What an astounding thing to say! Paul was addressing the Corinthians who were embroiled in such conflict with one another that they were even taking one another to court! How much further away from conducting yourselves in a manner worthy of the Gospel can you get? And Paul says, no matter who wins the lawsuit, you both lose. It’s already a defeat for you. And then he says, “Why not rather be wronged?! Why not rather be defrauded?!” How can it be that you could insist so severely on your own rights? You who profess to belong to the Savior who ransomed your soul from sin and death precisely by refusing to insist on His own rights! Who, although He existed in the form of God, did not regard equality with God a thing to be grasped, but emptied Himself!
William Hendriksen said, “The lesson which Paul teaches is that true blessedness cannot be obtained by the person who rigorously insists on whatever he regards as his just due. The Christian is the man who reasons that it is far better to suffer wrong than to inflict wrong” (193).

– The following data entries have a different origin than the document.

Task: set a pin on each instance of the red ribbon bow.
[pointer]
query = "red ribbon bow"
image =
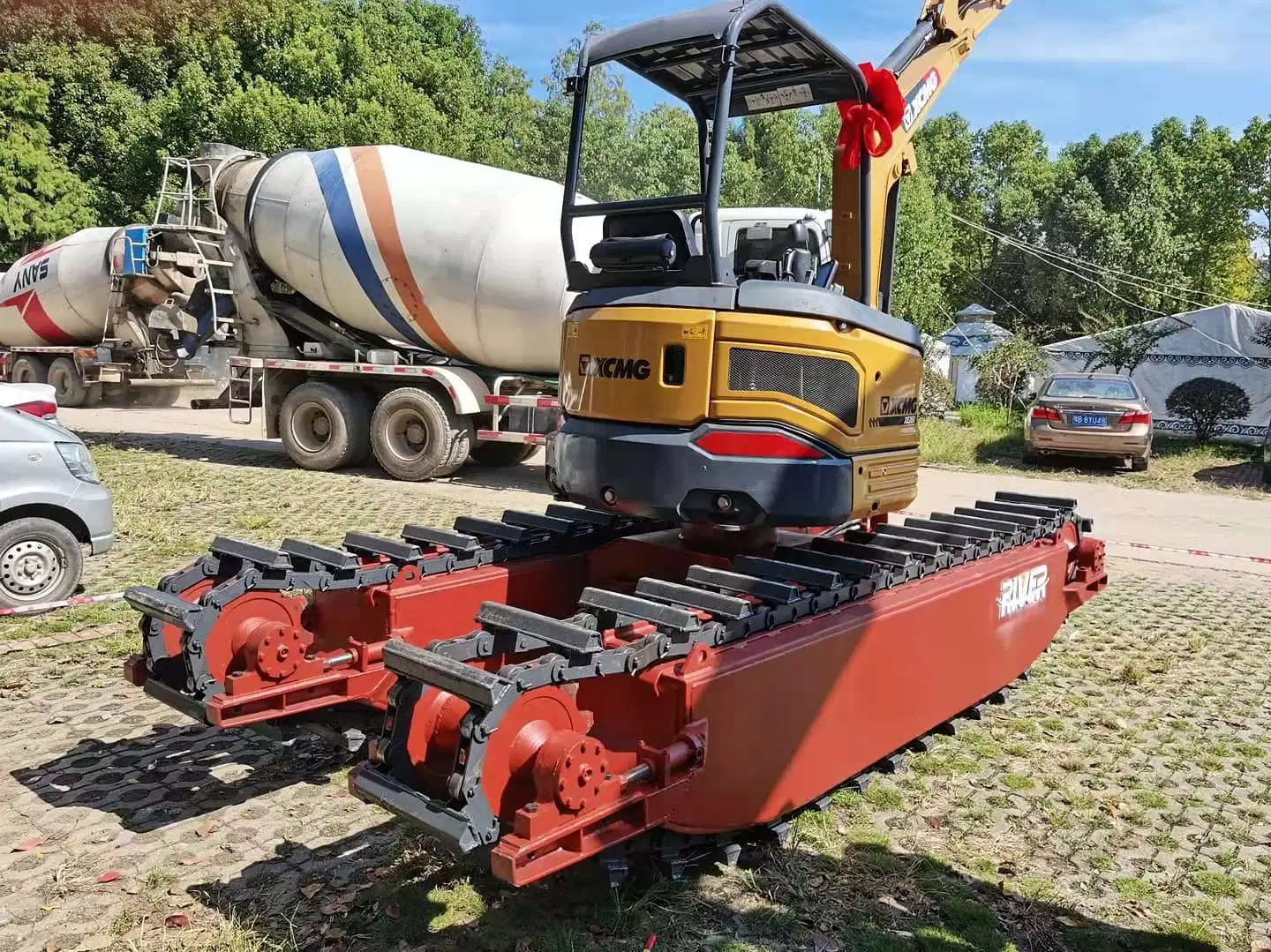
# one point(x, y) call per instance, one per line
point(869, 124)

Fellow Christians, where is that Gospel-shaped gentleness that gladly yields your own rights and prefers to suffer wrong if it be for the benefit of others? Where is that eagerness to forgive someone who’s wronged you at the very first sign of their repentance (Matt 18:22)? How can we, who have been forgiven a debt of trillions upon trillions, throw our brothers and sisters into the debtor’s prison of our hearts for the pennies that we’re owed (Matt 18:35)?
No, have this attitude in yourselves which was also in Christ Jesus (Phil 2:5), who surrendered the glories of Heaven itself in exchange for the abject degradation of death on a cross, so that He could be the Servant of all.
5. Happy Contentment
Finally, the one who manifests this gentleness to which we’re called is also marked by a happy contentment. And for the one who is relentlessly pursuing his joy in the Lord (Phil 4:4), this only makes sense. If we have fastened our affections on the glory of God in the face of Christ, and if in salvation the Holy Spirit has opened our eyes to behold and feast upon that glory, where is dissatisfaction going to come from? You see, the gentle Christian is happily content.
Spurgeon says of the gentle person, “If he can have God’s face shining upon him, he cares little whether it is hills or valleys upon which he walks.” And as the hymn says: “O while Thou dost smile upon me, / God of wisdom, love, and might, / Foes may hate and friends disown me; / Show Thy face and all is bright.” The gentle Christian is the content Christian.
May God grant that our joy would be so fixed in the Lord that our gentleness would be made manifest to all people.